ID.project challenges the static nature of traditional public art by emphasizing the fluid and evolving nature of collective memory. Through collaboration with locals and the sharing of stories and histories, this project aims to extend beyond historical monuments and traditional narratives that dominate general public memory. It seeks to uncover the layers embedded in everyday life -- weaving connections between people, housing, the environment, and the future, and through that process, create a more inclusive and nuanced understanding of a place's identity. 

This network is designed to acknowledge the interplay between ecology and cultural memory. ID.project amplifies links between the land and the people who inhabit it, acknowledging the land as a living, evolving entity that holds constellations of histories that imprint upon us.

ID. employs QR codes on ceramic tiles and installs them to notable sites. Each of these QR codes hyperlinks the location to a capsule of memory, containing a colloquially unique history told by a resident in a short video interview.
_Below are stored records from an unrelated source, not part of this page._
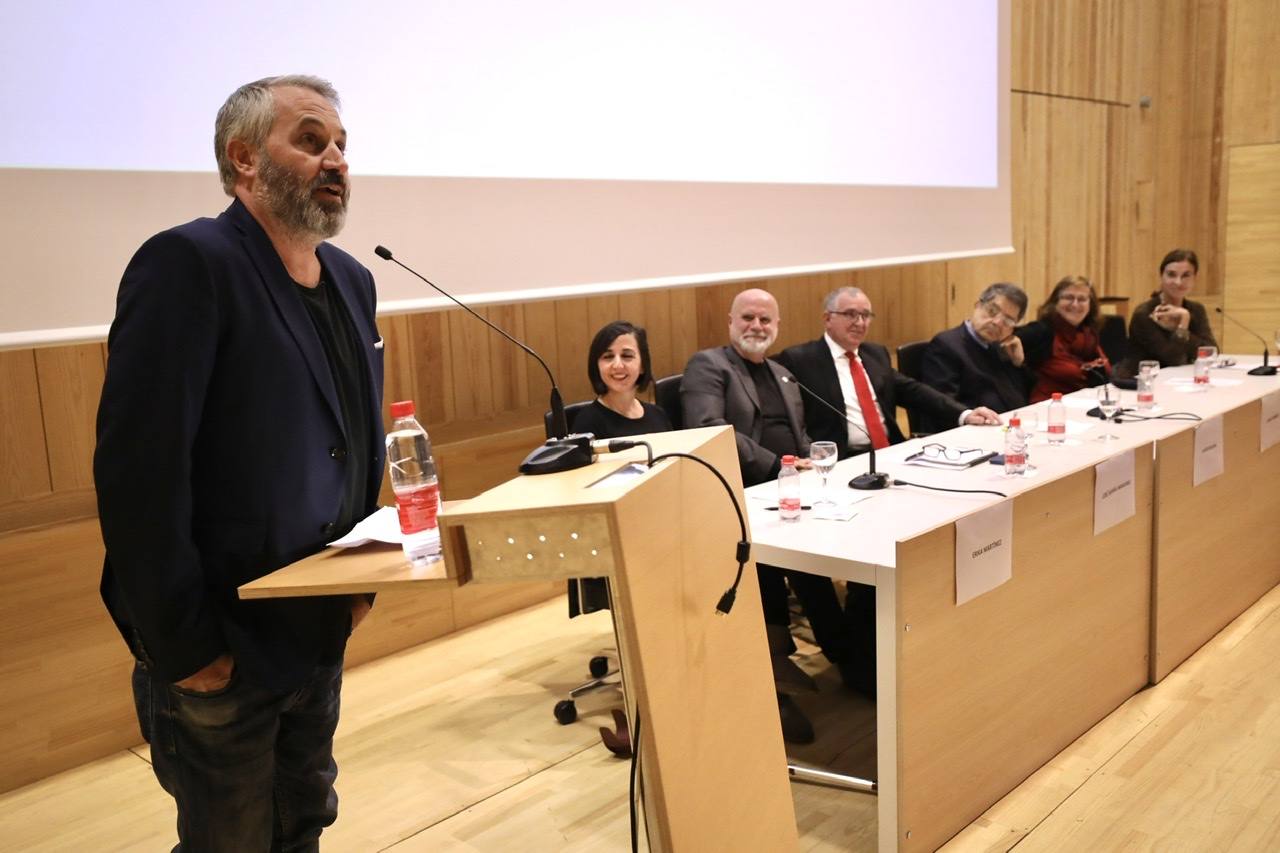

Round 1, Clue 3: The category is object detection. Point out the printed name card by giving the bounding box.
[956,501,1014,606]
[1192,415,1226,485]
[1093,450,1138,535]
[1258,391,1280,453]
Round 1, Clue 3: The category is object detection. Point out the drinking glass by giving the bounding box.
[1097,382,1120,442]
[809,442,836,506]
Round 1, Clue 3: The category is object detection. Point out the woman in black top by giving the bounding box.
[1124,248,1217,375]
[571,320,671,438]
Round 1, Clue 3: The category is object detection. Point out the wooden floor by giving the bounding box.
[0,578,1280,853]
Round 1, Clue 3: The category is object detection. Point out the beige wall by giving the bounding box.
[0,0,1280,786]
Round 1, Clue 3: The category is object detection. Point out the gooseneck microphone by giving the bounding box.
[1213,306,1276,377]
[374,246,594,474]
[780,377,888,492]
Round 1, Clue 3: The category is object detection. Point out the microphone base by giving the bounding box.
[849,471,888,492]
[520,434,595,474]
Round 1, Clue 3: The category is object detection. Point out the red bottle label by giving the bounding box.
[396,483,440,533]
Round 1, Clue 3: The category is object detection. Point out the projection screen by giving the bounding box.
[0,0,1010,347]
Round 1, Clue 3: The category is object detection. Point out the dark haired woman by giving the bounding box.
[1125,248,1217,375]
[570,320,671,757]
[1018,275,1111,403]
[572,320,671,438]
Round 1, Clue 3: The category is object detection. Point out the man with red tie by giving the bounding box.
[777,287,1000,459]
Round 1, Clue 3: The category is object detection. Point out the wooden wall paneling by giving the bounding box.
[667,287,696,375]
[1219,143,1280,353]
[1224,0,1280,146]
[445,307,495,420]
[1010,0,1129,101]
[36,343,105,492]
[524,300,567,419]
[0,520,142,790]
[485,305,532,411]
[0,350,51,503]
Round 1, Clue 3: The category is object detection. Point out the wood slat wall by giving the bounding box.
[0,0,1264,785]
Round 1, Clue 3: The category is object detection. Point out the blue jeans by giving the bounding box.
[133,653,342,853]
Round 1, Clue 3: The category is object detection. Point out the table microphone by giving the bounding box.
[1213,306,1276,377]
[374,246,594,474]
[778,377,888,492]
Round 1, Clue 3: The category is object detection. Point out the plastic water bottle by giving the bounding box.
[778,455,800,521]
[1048,391,1066,444]
[1005,415,1027,474]
[387,400,440,566]
[1192,347,1213,386]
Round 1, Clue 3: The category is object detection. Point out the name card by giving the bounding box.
[1258,391,1280,453]
[1192,415,1226,485]
[956,501,1014,606]
[1093,450,1138,535]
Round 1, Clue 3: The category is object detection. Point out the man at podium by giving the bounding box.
[93,76,383,850]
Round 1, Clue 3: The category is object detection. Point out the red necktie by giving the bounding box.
[845,352,888,450]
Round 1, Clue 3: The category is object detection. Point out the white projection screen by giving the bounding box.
[0,0,1011,348]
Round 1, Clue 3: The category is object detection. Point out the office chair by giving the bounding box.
[897,341,936,437]
[543,400,621,726]
[653,373,685,429]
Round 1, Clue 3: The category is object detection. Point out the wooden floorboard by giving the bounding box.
[0,588,1280,853]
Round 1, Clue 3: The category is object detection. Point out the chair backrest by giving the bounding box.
[897,341,936,435]
[653,373,685,429]
[543,400,591,438]
[1098,314,1129,368]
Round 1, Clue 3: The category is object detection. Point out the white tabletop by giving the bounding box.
[746,356,1280,583]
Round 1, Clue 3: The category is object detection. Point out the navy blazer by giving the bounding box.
[93,200,384,689]
[777,338,965,450]
[920,323,1032,433]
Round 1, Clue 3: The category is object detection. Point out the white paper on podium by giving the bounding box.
[1192,415,1226,485]
[1258,391,1280,453]
[329,506,404,548]
[956,501,1014,607]
[1093,450,1137,535]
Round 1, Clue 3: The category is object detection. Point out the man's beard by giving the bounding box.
[733,334,777,355]
[257,150,351,241]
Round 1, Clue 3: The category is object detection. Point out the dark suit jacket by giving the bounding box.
[920,323,1030,433]
[93,201,384,689]
[680,347,809,485]
[777,338,965,450]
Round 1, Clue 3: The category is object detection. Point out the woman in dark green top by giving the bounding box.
[1124,248,1217,375]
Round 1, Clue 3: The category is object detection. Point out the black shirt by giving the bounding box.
[298,270,372,539]
[746,361,800,456]
[572,400,671,438]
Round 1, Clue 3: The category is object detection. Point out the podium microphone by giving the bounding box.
[1213,306,1276,377]
[778,377,888,492]
[374,246,594,474]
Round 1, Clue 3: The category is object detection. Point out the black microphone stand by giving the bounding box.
[782,377,888,492]
[1213,306,1276,377]
[374,246,595,474]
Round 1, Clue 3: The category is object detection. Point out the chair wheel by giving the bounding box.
[556,699,577,726]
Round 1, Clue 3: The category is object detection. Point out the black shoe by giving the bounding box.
[778,693,814,744]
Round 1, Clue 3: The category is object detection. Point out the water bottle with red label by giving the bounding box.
[387,400,440,566]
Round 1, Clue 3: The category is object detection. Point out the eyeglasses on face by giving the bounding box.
[827,309,876,323]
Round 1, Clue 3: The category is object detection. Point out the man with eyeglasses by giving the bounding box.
[777,287,1000,459]
[920,282,1030,432]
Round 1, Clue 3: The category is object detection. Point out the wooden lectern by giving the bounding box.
[241,427,797,853]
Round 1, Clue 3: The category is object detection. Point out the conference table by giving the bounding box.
[746,356,1280,850]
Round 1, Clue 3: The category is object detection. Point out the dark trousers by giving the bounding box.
[133,653,342,853]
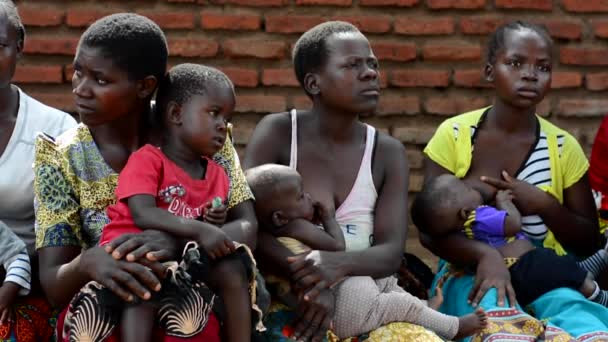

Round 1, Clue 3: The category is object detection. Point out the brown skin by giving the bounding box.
[121,87,251,342]
[244,33,409,341]
[39,46,257,318]
[420,30,599,306]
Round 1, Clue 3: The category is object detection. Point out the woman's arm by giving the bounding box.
[418,157,516,306]
[482,171,600,256]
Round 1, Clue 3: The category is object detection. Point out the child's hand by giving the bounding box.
[496,190,513,204]
[313,202,336,223]
[203,202,228,227]
[198,227,235,260]
[0,281,20,324]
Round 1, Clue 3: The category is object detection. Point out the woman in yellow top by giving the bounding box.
[419,22,608,341]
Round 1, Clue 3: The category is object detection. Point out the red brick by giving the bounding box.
[390,69,450,87]
[13,65,63,84]
[551,71,583,89]
[65,8,114,27]
[296,0,353,7]
[426,0,486,9]
[376,95,420,115]
[359,0,418,7]
[289,95,312,109]
[538,20,583,40]
[422,43,481,61]
[395,17,454,36]
[262,69,300,87]
[19,4,65,26]
[265,15,325,33]
[210,0,289,7]
[371,41,416,62]
[201,11,262,31]
[235,94,287,113]
[28,91,75,112]
[222,39,287,59]
[585,72,608,91]
[460,16,505,35]
[393,127,435,145]
[454,69,494,88]
[167,38,219,57]
[593,20,608,38]
[23,37,78,56]
[424,97,488,115]
[220,67,259,88]
[494,0,553,11]
[562,0,608,13]
[557,99,608,117]
[559,46,608,65]
[332,15,392,33]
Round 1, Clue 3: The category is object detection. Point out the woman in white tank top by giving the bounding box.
[244,22,437,341]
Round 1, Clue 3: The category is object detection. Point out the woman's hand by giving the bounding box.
[468,252,516,307]
[104,230,179,262]
[79,247,165,302]
[294,290,335,342]
[287,251,346,301]
[481,171,555,216]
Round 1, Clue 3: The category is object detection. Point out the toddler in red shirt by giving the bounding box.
[74,64,254,341]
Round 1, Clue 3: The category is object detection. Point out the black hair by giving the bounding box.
[78,13,168,80]
[410,175,458,235]
[156,63,234,125]
[0,0,25,43]
[245,164,298,228]
[292,21,360,95]
[486,20,553,64]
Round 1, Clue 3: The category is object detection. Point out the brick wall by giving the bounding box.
[15,0,608,195]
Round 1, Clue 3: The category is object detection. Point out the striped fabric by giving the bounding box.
[4,248,32,296]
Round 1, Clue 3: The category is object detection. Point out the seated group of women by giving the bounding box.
[0,1,608,341]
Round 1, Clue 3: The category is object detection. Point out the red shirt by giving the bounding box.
[589,116,608,210]
[100,145,229,245]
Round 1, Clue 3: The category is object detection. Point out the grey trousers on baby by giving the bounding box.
[334,277,458,339]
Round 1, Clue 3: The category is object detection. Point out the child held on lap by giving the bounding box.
[246,164,487,339]
[94,64,258,341]
[412,174,608,306]
[0,221,32,323]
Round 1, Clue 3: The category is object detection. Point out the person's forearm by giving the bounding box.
[540,200,600,256]
[335,245,404,278]
[222,219,257,250]
[420,232,502,266]
[40,255,91,309]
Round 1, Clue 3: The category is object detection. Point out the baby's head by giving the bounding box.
[412,174,483,236]
[156,63,235,156]
[245,164,315,228]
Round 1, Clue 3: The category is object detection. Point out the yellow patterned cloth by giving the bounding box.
[34,124,253,249]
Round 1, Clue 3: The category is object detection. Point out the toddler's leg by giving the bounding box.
[209,254,252,342]
[120,303,156,342]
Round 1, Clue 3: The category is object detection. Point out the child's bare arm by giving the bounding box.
[127,195,234,259]
[496,190,521,236]
[273,219,344,251]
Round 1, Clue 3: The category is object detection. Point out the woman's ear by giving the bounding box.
[167,101,182,125]
[483,63,494,82]
[458,208,473,221]
[137,76,158,99]
[271,210,289,228]
[304,73,320,95]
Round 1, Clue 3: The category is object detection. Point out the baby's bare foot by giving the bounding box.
[454,308,488,340]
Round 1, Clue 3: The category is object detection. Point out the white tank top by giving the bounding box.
[289,109,378,251]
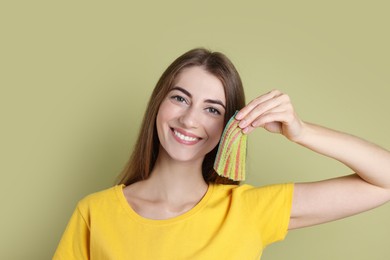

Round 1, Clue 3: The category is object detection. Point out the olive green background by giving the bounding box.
[0,0,390,260]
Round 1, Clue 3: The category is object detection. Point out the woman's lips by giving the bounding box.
[171,128,202,145]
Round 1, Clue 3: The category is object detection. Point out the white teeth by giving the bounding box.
[173,130,198,142]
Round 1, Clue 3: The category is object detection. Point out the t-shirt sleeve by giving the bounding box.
[53,205,89,260]
[243,183,294,248]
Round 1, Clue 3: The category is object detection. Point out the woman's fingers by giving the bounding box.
[236,91,291,129]
[236,90,281,120]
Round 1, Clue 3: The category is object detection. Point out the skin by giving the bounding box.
[124,67,390,229]
[124,67,226,219]
[237,90,390,229]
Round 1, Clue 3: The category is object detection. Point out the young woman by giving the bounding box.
[54,49,390,260]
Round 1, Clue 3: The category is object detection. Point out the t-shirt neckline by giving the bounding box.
[115,183,214,225]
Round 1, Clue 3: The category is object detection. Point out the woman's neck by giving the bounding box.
[145,154,208,202]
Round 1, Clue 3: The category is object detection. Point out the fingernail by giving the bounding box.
[238,119,247,128]
[236,112,241,120]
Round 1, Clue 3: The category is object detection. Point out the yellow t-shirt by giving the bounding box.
[53,184,294,260]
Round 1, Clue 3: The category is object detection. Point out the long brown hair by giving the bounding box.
[119,48,245,185]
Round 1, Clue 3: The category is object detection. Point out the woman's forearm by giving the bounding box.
[293,123,390,189]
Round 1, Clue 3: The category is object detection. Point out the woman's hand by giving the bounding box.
[236,90,304,141]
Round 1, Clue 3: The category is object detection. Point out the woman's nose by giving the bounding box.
[179,108,199,128]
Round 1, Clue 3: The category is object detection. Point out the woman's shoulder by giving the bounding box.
[78,185,124,207]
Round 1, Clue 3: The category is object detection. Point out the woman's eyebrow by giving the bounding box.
[171,86,192,98]
[204,99,226,110]
[171,86,226,110]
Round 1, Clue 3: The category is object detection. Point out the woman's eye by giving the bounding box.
[171,96,186,103]
[207,107,221,115]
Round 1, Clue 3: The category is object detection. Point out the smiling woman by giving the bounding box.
[54,49,390,260]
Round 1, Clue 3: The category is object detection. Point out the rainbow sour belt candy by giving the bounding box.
[214,111,247,181]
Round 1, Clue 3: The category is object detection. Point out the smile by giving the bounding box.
[173,130,199,142]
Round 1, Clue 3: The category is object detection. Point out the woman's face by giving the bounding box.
[156,67,226,165]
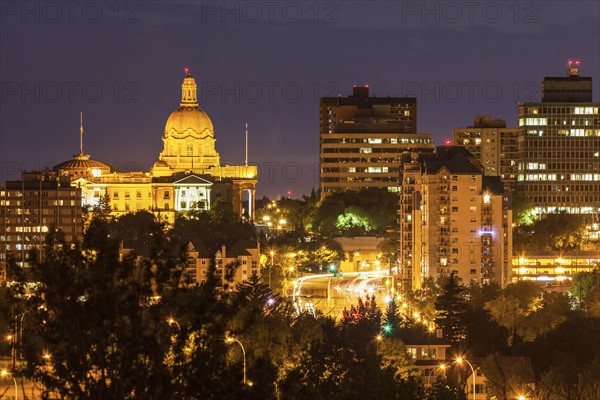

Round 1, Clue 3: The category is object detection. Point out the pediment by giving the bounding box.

These mini “landmarks” are located in often-overlooked places; an off-the-beaten-path street corner, a Mom & Pop shop, your grandma’s home. Every interview becomes a personal marker and a constructive pathway for connecting people to the fabric of a place. The mode for enabling these personal histories is to point one’s mobile camera at the QR code. By this simple action, all who happen upon these sites can readily watch the embedded content and be part of an accessible collective memory.

 

"The passing of oral histories is an ancient tradition that predates written language and technology and was a method for advancing the wisdom of tribal elders. Today, in an era quickly being shaped by artificial intelligence, where identity has become more and more comparable to a code, ID. uses QR technology to bring it back to human singularity.” —Anna Frants

 

With certain advances made over the centuries, we've deemed what histories are to be preserved based on large-scale impacts and influences - often losing small-scale reflections. This oral history project is to encourage us to cherish the smaller details that constitute our identities as humans and preserve the voices of those that often fade away.

 

As ID.project evolves into hundreds of non-monuments scattered around communities, augmenting physical spaces, and enabling connection of both the physical and the virtual community, an interactive emotional mapping system will be developed, slated to be available online in the near future.

 

ID. was realized and fostered during ID:CYFEST12 The International Media Art Festival, and later became an independent project curated by Isabella Indolfi and Paige King, geared towards examining how environment informs identity.